The Santo Antão Island Championships was a regional championship that played in all of the island of Santo Antão, Cape Verde until 2002 when it was split up into two present-day divisions of North (then Ribeira Grande) and South/Porto Novo, though it was split up in 1998 but it continued for four years before the final split up, in 1999 and 2000, only a single match occurred as the winner of the south competed with the winner of the north. The winner of the championship had played in Cape Verdean football Championships of each season. The championships were restored in the 2001 season and continued without the north and south zones for two more years.

The island league was formed in the late 1980s and was the shortest existed island leagues up to its breakup in 2002.

===Winners===
- 1988/89: Rosariense Clube
- 1989/90: unknown
- 1990/91: Rosariense Clube
- 1992-93: unknown
- 1993/94 : Rosariense Clube
- 1994/95 : Rosariense Clube
- 1995/96 : Solpontense Futebol Clube
- 1996/97 : Associação Académica do Porto Novo
- 1997/98 : not known
- 1998/99 : Solpontense Futebol Clube beat Marítimo
- 1999/00 : Solpontense Futebol Clube beat Associação Académica do Porto Novo
- 2000/01 : Solpontense Futebol Clube
- 2001/02 : Sanjoanense (Porto Novo)

===Performance by club===

| Club | Winners | Winning years |
|---|---|---|
| Rosariense Clube | 4 | 1989, 1991, 1994, 1995 |
| Solpontense Futebol Clube | 4 | 1996, 1999, 2000, 2001 |
| Associação Académica do Porto Novo | 1 | 1997 |
| Sanjoanense (Porto Novo) | 1 | 2002 |

==After the break up to the single island cup and cup competitions==
The competition between a club from the North and the South zones in the same group only occurred at the national championships for several seasons before the single cup and super cup were created. The first was in 2005 where Académica Porto Novo faced Rosariense, several other times occurred up to 2015 including Fiorentina-Solpontense and Marítimo Porto Novo-Solpontense, their recent was with Académica and Paulense. This will change as Académica and Paulense will participate twice for the 2017 season in one of three groups, Group A.

==Santo Antão Super Cup==
The first ever single island super cup took place in December. The matches started at the semi-finals with a single match then the winner headed to the finals. The champion winner of the south competes with the winner of the north, another bracket features a cup winner (sometimes second place) of the south competes with the cup winner of the north instead of having the super cup winner of the south with the super cup winner of the north. As champion of the south zone, Académica of Porto Novo won two titles in 2015 and in 2016.

===Winners===
- 2014-15: Académica do Porto Novo
- 2015-16: Académica do Porto Novo

===Participant history===
- Académica do Porto Novo (South Zone): 2
- Lajedos (South Zone): Once
- Marítimo (South Zone): Once
- Paulense (North Zone): 2
- CD Sinagoga (North Zone): Once

===Planned 2017 edition===
For the 2017 edition, all four clubs wereadded, it will be Paulense who will make their third entrant and second as champion of the North Zone, Académica who will make their third entrant as champion of the South Zone and two first timers, Sanjoanense, their entrant became the cup winner Rosariense.
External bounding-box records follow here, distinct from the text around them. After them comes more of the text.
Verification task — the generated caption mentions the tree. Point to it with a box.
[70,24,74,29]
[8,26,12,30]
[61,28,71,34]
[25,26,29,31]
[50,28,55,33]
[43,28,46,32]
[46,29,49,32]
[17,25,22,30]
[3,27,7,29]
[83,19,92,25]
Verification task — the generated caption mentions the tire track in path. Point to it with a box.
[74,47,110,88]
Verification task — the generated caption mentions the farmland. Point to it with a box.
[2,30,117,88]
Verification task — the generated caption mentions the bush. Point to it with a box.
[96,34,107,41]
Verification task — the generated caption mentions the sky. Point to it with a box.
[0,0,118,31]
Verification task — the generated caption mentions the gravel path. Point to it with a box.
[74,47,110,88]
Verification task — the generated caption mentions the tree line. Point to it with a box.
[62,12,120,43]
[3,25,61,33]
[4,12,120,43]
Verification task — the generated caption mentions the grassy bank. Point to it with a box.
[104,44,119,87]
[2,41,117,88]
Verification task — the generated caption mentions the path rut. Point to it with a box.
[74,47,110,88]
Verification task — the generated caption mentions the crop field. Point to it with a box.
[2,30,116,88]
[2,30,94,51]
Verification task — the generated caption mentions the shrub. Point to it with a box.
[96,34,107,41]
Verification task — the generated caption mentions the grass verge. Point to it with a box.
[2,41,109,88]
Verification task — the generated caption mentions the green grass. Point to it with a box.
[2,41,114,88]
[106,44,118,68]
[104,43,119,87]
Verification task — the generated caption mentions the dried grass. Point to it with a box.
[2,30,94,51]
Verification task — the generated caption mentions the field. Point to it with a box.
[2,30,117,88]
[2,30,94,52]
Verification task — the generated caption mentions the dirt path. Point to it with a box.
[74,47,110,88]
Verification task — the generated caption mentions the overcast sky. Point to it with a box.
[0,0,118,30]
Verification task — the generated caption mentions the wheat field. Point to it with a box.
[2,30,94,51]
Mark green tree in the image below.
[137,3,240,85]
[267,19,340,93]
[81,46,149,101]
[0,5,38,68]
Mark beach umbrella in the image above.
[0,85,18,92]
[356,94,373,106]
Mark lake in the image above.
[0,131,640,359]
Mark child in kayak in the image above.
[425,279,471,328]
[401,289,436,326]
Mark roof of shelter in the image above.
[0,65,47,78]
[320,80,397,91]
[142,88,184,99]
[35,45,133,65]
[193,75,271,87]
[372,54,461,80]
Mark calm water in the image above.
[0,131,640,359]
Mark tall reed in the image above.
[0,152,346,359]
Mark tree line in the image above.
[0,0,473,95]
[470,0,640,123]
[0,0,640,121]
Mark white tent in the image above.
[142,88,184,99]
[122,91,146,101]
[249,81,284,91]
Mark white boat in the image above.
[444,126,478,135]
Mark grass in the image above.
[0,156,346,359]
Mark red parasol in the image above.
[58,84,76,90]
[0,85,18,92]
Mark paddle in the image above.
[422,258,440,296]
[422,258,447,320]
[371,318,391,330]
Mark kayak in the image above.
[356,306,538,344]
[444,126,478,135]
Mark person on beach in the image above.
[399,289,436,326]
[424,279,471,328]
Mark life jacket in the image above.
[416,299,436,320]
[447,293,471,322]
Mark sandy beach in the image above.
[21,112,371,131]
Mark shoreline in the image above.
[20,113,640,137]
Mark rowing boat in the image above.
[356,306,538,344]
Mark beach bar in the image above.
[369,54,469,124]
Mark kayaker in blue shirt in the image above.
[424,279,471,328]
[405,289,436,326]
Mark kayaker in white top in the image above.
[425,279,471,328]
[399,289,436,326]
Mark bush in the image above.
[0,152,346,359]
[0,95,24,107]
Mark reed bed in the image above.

Later, the 2017 edition was not held, second time since 2008 for the island.

==Santo Antão Cup==
The first ever single island cup began competition in January 2007, the second one took place in January 2016 and the third started in January 2017. Several clubs compete in the competition instead of a cup winner from north or south. The first winner was Rosariense, the second winner was Lajedos.

The second edition took place on April 1 featuring Académica Porto Novo (South) and Rosariense (North), Rosariense withdrew and the match was not played and came out without a winner.